The Republican obsession with the military has never been as deep or more contrived than under Bush, who has tried to exorcise his somewhat ethereal military career by appearing whenever he can in front of made-to-order audiences at military bases or veterans' rallies. The phrase "commander-in-chief" is rarely off the president's lips, especially when he speaks to the military. Nor does he often miss an opportunity to don some form of uniform to further underline his military title.

In eighteen months, more than one in three of his speeches and policy pronouncements have been at military bases and veterans' gatherings. Not for him the unscripted happenstance of Town Hall meetings with voters or un-choreographed press conferences with inquisitive reporters; he is much happier surrounded by people in uniform, snappily saluting and calling him "Sir" and cheering dutifully whenever he pauses.

President Bush's 2003 May Day flight was an outstanding, but by no means isolated, example of Bush's abuse-by-association of the military. He had tried for a double the day before, attempting to conscript both God and the military on his side by hosting 150 military chaplains for a prayer breakfast in the White House. Just as typical was his staged ceremony on July 1 2003 at the White House, where he welcomed thirty reenlisting service people. "Like many thousands of other soldiers, sailors, airmen, coastguardsmen and marines who reenlist this year, these men and women are answering the highest call of citizenship... As commander-in-chief, I assure them, we will stay on the offensive against the enemy."

… From one way of looking at it, all over the world, men and women are now dying and being maimed because George W. Bush had lived through "the war of his generation," without hearing a shot fired in anger. "Little Googen," as his indulgent parents called him, has been trying to emulate his genuinely heroic father -- without actually risking his life. Bush's Freudian self-delusion is apparent in Bob Woodward's friendly account, "Bush at War." In the days after September 11, Bush tells Rove, "just like my father's generation was called in World War II, now our generation is being called ... I'm here for a reason."

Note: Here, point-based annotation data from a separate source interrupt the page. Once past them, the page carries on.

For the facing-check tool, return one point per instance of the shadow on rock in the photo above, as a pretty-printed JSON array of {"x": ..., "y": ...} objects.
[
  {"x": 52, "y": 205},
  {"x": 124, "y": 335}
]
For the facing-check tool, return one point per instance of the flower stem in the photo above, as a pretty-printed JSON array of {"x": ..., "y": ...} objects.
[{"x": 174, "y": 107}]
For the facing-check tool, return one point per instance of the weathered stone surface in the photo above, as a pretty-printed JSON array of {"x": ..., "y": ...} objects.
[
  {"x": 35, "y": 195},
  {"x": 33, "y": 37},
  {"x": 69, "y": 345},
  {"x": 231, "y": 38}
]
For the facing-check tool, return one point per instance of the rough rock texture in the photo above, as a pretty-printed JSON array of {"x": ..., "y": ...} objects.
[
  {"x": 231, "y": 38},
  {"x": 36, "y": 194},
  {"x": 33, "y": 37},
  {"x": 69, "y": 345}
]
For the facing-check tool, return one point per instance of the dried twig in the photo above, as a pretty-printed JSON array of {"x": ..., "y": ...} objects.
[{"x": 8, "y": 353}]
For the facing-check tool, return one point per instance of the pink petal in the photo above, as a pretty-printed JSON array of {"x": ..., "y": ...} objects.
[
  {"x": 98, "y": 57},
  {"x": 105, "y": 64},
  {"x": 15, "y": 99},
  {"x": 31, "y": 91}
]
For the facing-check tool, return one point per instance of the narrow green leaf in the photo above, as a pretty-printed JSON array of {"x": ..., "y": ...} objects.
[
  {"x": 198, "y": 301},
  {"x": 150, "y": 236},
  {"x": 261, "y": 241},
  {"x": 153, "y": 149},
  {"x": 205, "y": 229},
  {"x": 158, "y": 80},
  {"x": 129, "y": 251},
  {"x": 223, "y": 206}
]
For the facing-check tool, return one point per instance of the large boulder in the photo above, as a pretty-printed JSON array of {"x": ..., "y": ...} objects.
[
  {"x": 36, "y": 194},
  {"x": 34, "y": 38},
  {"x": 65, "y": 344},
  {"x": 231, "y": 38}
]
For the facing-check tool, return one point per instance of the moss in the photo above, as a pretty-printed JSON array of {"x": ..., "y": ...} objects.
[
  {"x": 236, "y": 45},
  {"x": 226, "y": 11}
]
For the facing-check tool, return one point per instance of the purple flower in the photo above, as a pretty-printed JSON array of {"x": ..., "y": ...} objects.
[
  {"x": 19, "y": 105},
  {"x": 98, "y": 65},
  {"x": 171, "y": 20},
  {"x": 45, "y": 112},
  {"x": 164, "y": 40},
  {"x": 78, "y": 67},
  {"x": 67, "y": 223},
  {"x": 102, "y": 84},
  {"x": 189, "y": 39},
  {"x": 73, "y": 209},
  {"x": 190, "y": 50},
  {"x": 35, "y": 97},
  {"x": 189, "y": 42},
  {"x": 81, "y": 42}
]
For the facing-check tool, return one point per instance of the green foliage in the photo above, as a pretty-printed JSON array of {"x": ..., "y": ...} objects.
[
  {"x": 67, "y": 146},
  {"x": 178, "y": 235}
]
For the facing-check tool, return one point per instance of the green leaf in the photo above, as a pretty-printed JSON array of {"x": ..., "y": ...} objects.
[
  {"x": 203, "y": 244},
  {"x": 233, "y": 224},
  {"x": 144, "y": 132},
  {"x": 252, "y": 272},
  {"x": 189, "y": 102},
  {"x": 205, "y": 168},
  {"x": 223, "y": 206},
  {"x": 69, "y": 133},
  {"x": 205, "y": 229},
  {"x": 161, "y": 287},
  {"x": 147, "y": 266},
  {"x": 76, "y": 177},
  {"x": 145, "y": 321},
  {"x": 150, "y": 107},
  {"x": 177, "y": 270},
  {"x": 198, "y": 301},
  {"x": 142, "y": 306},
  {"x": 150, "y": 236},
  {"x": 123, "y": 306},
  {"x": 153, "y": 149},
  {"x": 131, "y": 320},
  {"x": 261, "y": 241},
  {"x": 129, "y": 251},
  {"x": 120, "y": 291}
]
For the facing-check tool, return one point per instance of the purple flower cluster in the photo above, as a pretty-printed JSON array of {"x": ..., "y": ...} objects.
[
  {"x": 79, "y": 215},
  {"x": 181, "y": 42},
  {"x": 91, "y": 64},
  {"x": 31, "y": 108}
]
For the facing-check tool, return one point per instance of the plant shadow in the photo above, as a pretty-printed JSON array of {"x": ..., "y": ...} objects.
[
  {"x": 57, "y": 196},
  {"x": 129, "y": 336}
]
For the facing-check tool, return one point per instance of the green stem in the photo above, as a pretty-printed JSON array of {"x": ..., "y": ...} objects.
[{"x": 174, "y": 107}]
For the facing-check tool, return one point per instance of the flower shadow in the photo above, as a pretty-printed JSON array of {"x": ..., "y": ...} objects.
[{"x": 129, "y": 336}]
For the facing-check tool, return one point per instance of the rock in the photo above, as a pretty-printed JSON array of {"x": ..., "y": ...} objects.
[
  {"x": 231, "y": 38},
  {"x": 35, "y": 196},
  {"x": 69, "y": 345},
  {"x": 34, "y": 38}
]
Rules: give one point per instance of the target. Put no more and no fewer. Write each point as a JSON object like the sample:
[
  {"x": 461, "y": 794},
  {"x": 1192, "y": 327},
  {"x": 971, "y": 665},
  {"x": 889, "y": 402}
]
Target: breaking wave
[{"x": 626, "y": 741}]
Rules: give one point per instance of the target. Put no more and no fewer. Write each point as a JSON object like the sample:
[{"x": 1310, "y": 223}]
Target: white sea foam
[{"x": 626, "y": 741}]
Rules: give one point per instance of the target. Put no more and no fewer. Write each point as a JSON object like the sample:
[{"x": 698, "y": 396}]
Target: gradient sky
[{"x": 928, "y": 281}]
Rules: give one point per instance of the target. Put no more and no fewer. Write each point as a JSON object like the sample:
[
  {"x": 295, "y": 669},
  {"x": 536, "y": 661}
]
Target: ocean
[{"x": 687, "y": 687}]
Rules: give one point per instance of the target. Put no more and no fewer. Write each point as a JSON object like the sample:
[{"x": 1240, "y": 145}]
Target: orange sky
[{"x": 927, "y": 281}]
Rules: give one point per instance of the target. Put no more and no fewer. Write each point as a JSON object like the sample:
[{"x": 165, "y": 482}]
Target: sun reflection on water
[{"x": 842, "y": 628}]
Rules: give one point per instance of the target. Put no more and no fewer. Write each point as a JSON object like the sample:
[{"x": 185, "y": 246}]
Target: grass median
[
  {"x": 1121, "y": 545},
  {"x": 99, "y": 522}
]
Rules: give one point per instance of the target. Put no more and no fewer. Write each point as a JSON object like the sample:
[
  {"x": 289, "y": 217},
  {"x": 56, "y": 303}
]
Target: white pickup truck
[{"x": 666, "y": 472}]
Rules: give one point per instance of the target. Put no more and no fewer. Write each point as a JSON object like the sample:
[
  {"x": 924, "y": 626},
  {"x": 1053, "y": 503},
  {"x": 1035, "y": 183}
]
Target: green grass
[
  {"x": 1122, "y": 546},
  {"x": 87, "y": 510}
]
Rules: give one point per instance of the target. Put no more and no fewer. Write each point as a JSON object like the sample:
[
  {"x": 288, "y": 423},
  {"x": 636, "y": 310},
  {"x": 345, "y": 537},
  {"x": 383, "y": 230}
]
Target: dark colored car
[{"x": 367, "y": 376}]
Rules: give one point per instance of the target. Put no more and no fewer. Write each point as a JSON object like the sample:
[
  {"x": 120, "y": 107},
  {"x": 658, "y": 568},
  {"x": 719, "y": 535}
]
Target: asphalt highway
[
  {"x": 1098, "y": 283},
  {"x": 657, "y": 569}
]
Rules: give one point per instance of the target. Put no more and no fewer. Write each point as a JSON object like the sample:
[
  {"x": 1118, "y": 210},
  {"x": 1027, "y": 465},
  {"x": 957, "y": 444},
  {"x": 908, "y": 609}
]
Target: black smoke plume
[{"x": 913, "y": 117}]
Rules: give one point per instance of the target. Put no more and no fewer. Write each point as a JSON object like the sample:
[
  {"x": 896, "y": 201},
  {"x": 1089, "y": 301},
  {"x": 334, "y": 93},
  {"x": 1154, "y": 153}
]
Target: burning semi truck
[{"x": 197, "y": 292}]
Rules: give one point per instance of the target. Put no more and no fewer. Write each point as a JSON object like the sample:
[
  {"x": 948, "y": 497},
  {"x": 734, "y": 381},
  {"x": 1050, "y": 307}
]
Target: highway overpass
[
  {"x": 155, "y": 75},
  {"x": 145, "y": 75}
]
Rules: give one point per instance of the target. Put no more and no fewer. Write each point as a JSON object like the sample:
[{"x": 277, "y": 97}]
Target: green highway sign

Bush the Elder, however, was a genuine war hero who left school at 18 and used his family connections to become the youngest pilot in the Navy. But when the government was drafting his contemporaries and sending them to Vietnam, his son joined the Air National Guard in Texas, and ticked the box saying "no" to overseas service: a choice denied most of his contemporaries then, who did not have the Ivy League connections to enter such units. (More importantly, such choices are denied now to the National Guardsmen who were not only called up for service in Iraq, but have found their terms extended while they were out in the desert.)

Bush the Younger is very much the product of his family's move from Yale to Texas after his WWII service. In the East, you were rich because of family but with a concomitant sense of noblesse oblige. In the South, you were rich because God loved you, personally. The resulting combination seems to have stripped out any of old money's sense of obligation in favor of a doubled meme for a sense of entitlement, allowing him to enjoy the benefits of playing soldier without taking any of the risks involved in actually being one. It makes for a draft-dodging president who once told Woodward, "I'm the commander - see, I don't need to explain - I do not need to explain why I say things."

This breathtaking arrogance exemplifies essential qualities that define George W. Bush: the sense of privilege for being born rich; the sense of exaltation that God has chosen him to be rich; and the sexual thrill of being commander-in-chief. To get the same combination of lightweight intellect and ruthless appreciation of power, we have to return, as so often in this administration, to Lewis Carroll, who seems to have anticipated our current president' philosophy in Humpty Dumpty: "The question is, which is to be master - that's all."